Fortuna che esiste ancora qualcuno capace di guardare dentro il disordine disperato delle nostre metropoli e scorgere cristalli di umanità, restituendoceli in forma di narrazione profonda, colta ma brillante, un occhio attento all’esplorazione dell’intimità di due ragazzi qualunque, ma senza mai perdere di vista le esigenze della drammaturgia e della spettacolarizzazione, per quanto minimalista.
Questa è l’impressione che si ricava dopo la visione dello spettacolo “bolle di sapone” scritto e diretto da Lorenzo Collalti: da subito si viene accolti da una scrittura di valore e da una recitazione a effetto incatenato, laddove le battute di un dialogo serrato tra i due giovani protagonisti, un ragazzo e una ragazza che restano privi di nome -come accade fatalmente nelle nostre anonime periferie urbane- se le suddividono i due sulla scena (i bravissimi Grazia Capraro e Daniele Paoloni ), creando un divertente effetto dinamico.
C’è spazio per un prologo e per un epilogo in questa narrazione, dove ad essere importante non è tanto il plot narrativo, quanto l’immersione psicologica in due figure tenere e impacciate, si direbbe “ a scomparsa” nella realtà cittadina, che si ritrovano puntualmente a dividersi una panchina all’interno di uno sbeccato parco pubblico.

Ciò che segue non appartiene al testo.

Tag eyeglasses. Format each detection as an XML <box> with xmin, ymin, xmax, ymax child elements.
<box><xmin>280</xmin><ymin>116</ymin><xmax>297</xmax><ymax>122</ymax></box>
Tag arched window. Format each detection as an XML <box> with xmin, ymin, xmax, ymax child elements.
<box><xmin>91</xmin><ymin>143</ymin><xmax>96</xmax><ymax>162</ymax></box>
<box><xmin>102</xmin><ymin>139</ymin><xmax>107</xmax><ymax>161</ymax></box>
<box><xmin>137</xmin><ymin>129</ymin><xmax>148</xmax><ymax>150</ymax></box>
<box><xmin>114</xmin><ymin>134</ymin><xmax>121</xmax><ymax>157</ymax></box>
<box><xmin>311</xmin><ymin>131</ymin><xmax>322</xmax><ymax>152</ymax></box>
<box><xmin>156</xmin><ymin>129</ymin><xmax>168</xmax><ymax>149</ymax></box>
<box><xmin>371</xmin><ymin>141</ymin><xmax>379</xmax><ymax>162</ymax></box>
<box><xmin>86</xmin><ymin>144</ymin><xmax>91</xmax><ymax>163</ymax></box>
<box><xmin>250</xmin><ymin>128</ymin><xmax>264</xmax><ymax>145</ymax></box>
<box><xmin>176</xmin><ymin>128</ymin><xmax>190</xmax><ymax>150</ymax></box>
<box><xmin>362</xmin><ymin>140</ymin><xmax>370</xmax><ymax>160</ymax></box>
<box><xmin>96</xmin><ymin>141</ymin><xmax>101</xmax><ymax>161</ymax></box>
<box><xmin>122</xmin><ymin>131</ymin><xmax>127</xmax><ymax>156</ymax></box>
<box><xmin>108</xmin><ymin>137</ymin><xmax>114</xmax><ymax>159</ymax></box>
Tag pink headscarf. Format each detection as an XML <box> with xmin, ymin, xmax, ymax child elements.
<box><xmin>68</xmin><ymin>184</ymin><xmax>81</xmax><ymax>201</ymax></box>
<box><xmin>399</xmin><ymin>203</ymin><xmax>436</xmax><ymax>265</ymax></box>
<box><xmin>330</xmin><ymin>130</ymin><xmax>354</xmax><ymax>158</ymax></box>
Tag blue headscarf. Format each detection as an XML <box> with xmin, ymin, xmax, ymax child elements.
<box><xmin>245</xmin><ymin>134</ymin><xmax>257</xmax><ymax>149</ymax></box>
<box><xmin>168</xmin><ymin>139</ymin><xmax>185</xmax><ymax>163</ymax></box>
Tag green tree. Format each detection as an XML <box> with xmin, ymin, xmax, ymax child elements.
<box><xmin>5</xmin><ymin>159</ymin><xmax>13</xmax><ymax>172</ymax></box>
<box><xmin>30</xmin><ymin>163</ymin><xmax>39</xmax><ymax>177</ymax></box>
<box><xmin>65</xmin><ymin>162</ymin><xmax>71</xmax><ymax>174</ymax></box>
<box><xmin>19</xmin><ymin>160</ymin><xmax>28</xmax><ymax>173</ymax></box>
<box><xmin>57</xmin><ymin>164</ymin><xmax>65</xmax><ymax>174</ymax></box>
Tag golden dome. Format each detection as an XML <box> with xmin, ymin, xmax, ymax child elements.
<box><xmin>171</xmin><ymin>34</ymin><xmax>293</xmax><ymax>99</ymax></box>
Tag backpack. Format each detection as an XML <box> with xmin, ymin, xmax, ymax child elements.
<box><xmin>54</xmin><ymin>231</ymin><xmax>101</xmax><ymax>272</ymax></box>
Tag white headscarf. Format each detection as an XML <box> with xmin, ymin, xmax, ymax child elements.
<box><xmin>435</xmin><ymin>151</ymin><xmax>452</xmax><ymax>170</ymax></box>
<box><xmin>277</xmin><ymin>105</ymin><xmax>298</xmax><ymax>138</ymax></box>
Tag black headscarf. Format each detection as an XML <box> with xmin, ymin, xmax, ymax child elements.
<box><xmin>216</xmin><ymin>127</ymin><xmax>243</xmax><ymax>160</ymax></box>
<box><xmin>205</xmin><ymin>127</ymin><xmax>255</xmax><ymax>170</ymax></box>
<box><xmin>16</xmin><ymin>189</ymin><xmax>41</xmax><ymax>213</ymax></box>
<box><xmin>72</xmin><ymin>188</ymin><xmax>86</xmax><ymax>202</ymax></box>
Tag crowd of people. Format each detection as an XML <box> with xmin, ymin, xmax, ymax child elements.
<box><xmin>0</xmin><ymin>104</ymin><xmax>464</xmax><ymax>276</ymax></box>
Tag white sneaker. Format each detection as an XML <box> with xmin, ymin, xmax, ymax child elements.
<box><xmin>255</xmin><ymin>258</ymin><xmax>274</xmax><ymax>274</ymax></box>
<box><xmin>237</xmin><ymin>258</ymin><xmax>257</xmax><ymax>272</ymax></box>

Nel prologo i due protagonisti si rivolgono direttamente al pubblico, dichiarando subito l’esilità del racconto che si avviano a compiere, perché fragili e irrilevanti sono le rispettive esistenze dei due personaggi, senza niente di particolarmente significante da meritare il podio narrativo.
Eppure c’è tanto da dire e da osservare in queste due vite: le idiosincrasie di lui (che si rifugia dentro la metodica e leggermente patologica osservazione di una lavatrice a gettoni, protetto da una altrettanto maniacale ipocondria) i sogni e le fantasie letterarie di lei. Entrambi in qualche modo a un certo punto costretti a misurarsi con la presenza dell’altro, nel tentativo –vissuto più come obbligo di circostanza che come tensione autentica- di coniugare al duale quella loro spiccata vocazione alla solitudine. Se riuscirà o meno quel tentativo è cosa che sembra affidata solo a una banale curvatura del destino, ma, d’altra parte, ci sono esistenze fragili e volatili come bolle di sapone, più facili da osservare con tenerezza che da condividere nel volo.
Semplici e non invasive le soluzioni scenografiche (scene e costumi di Silvia Romualdi) ridotte al servizio essenziale della narrazione che si gode nella interezza delle sue sfumature, grazie a una regia misurata, ma capace di evidenziare sempre sotto una luce ironica i diversi passaggi narrativi.